Bank Dunia juga menekankan harga beras bisa naik sebesar 10 persen akibat dampak El Nino. Walhasil, inflasi atau indeks harga konsumen berpotensi melebar di angka 0,3 hingga 0,6 persen. Bank Dunia mencatat harga beras produsen dalam negeri naik rata-rata 16,6 persen secara year on year dari Juni-September. Padahal, pada periode tersebut, harga beras internasional mengalami penurunan.
Ekonom dari Institute for Development of Economics and Finance (Indef), Enny Sri Hartati, juga mengatakan selama ini banyak pihak lebih fokus melihat sentimen global. Padahal persoalan inflasi bahan pokok merupakan masalah yang berada di depan mata. "Beras kan tidak tergantung ekonomi global," kata Enny.
Menurut Enny, sejumlah paket kebijakan ekonomi baru akan terasa dalam jangka menengah. Masyarakat kelas bawah tidak bisa berharap terlalu lama dari paket kebijakan. Enny menilai persoalan inflasi beras terjadi lantaran data di antara pemangku kepentingan tidak akurat.
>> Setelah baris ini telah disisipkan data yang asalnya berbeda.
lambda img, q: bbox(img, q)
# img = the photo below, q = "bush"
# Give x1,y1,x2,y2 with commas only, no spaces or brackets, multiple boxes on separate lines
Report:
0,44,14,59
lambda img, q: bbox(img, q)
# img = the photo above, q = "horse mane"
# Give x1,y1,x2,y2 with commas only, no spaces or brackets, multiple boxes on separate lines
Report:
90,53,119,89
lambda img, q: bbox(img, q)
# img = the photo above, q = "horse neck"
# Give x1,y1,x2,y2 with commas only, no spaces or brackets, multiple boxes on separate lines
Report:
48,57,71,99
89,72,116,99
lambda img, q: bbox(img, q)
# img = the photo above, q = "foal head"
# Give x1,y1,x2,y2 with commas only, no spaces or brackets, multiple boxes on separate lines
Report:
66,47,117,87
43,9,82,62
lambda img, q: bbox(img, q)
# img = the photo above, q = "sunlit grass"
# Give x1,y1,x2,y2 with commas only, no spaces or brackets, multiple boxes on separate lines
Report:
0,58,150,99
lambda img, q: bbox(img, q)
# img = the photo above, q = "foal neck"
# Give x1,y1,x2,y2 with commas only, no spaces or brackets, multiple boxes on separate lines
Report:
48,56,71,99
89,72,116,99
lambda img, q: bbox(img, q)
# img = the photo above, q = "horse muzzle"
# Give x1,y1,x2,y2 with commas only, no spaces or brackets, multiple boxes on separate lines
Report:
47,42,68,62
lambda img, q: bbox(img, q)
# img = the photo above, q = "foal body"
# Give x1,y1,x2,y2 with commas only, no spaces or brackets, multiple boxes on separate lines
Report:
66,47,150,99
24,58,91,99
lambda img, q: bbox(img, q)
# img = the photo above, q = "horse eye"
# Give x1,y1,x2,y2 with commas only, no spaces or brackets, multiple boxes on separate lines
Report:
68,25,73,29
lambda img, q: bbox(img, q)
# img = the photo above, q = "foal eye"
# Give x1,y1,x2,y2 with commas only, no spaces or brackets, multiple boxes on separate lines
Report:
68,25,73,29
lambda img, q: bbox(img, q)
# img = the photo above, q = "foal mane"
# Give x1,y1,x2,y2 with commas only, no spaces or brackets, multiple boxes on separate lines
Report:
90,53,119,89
Kepala Badan Kebijakan Fiskal Kementerian Keuangan Suahasil Nazara membenarkan jika ada data beras yang tidak akurat. Ia menyebut inflasi yang diakibatkan oleh makanan masih tinggi. Hal ini menjadi pekerjaan rumah pemerintah. "Ini karena kebijakan yang belum pas, karena datanya belum pas juga," ucap dia.